The Nebraska PBA law
was unconstitutional both because it was vague and because it contained no
health exception for the mother. The vagueness comes from the difficulty of
distinguishing the legal abortion procedure known as dilation and evacuation
(D&E), in which the fetus is removed in parts, from dilation and extraction
(D&X, also known as intact D&E or PBA), where the fetus is removed in
intact form, without dismemberment.
Congress’s PBA legislation both
defined PBA more precisely and included findings that PBA is never necessary to
save the mother’s health.

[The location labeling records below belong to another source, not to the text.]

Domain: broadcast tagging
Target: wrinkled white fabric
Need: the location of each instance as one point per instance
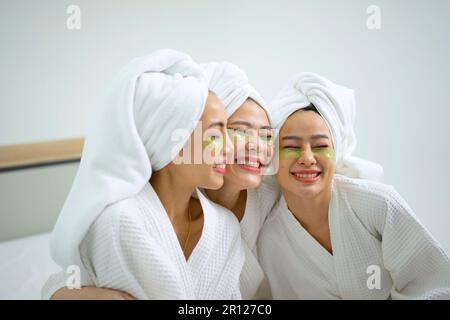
(380, 250)
(129, 137)
(336, 104)
(232, 87)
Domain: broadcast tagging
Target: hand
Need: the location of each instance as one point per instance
(91, 293)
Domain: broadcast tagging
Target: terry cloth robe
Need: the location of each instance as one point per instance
(259, 203)
(380, 250)
(133, 247)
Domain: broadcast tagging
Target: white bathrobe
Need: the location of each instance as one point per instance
(230, 83)
(132, 247)
(373, 232)
(260, 202)
(113, 225)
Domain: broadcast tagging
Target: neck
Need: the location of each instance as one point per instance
(311, 212)
(227, 196)
(173, 194)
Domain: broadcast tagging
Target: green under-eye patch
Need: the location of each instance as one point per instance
(242, 136)
(295, 153)
(214, 143)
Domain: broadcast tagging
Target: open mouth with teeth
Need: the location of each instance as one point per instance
(307, 176)
(219, 168)
(250, 165)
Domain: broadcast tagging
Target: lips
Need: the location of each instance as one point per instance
(251, 164)
(220, 168)
(307, 176)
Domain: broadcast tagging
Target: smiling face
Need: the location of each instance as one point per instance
(307, 164)
(204, 164)
(250, 132)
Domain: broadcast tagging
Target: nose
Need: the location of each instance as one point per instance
(307, 158)
(252, 141)
(228, 148)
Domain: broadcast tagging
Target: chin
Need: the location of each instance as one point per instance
(246, 181)
(216, 182)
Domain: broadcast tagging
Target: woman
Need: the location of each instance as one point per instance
(336, 233)
(243, 192)
(130, 222)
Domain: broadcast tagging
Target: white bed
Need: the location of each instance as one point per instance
(25, 264)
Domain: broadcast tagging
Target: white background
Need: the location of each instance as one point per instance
(51, 77)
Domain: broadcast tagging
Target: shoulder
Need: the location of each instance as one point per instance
(124, 216)
(370, 193)
(372, 202)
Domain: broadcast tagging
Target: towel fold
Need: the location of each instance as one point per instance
(129, 137)
(336, 104)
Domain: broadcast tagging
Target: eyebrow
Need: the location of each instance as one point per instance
(313, 137)
(217, 124)
(247, 124)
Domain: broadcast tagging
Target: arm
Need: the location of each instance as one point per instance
(90, 293)
(418, 266)
(120, 254)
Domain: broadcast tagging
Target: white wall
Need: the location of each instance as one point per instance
(51, 77)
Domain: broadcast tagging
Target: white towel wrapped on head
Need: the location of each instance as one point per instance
(231, 85)
(129, 137)
(336, 104)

Relying on Casey
and Stenberg, and questioning
Congress’s findings, six federal courts invalidated the act, reasonably
concluding under those precedents that an abortion statute must contain an
exception for pregnancies that endanger the woman’s health.
The new Supreme Court upheld the
legislation despite medical evidence that women’s health may be affected by the
ban. In a surprising new argument for the Court, Justice Kennedy explained that
Congress has the power to ban PBA in order to spare women the regret they may experience post-abortion (even
though there are “no reliable data to measure the phenomenon” of post-abortion
regret). His opinion thus weakened the existing protection for a woman’s health
exception as well as added a new rationale for the state to restrict abortion,
namely its desire to protect women from sorrow over their choice to abort.
Consider the similarities between
Church and Court. Both support an absolute rule (no direct abortion, no PBA)
that always favors fetal life over maternal health. Both substitute a banned
procedure for the judgment of the woman and her doctor. Their proposed
standard, whether direct or indirect, D&E or D&X, is difficult to apply
in practice; even Justice Kennedy acknowledges that some applications of the
statute may remain unconstitutional. Finally, both positions are deduced from a
hierarchy of moral principles that values fetal life over women’s health and
women’s choice.
Those principles are compelling and possibly correct
as a matter of morality. What the Court’s moral analysis lacks, however, is
sufficient attention to the constitutional and legal value emphasized by
Justice Ruth Bader Ginsburg, now the only woman on the Court, namely “a woman’s
autonomy to determine her life’s course, and thus to enjoy equal citizenship
stature.” Although the Church is free to reject that principle, the Catholic
members of the Court should uphold it.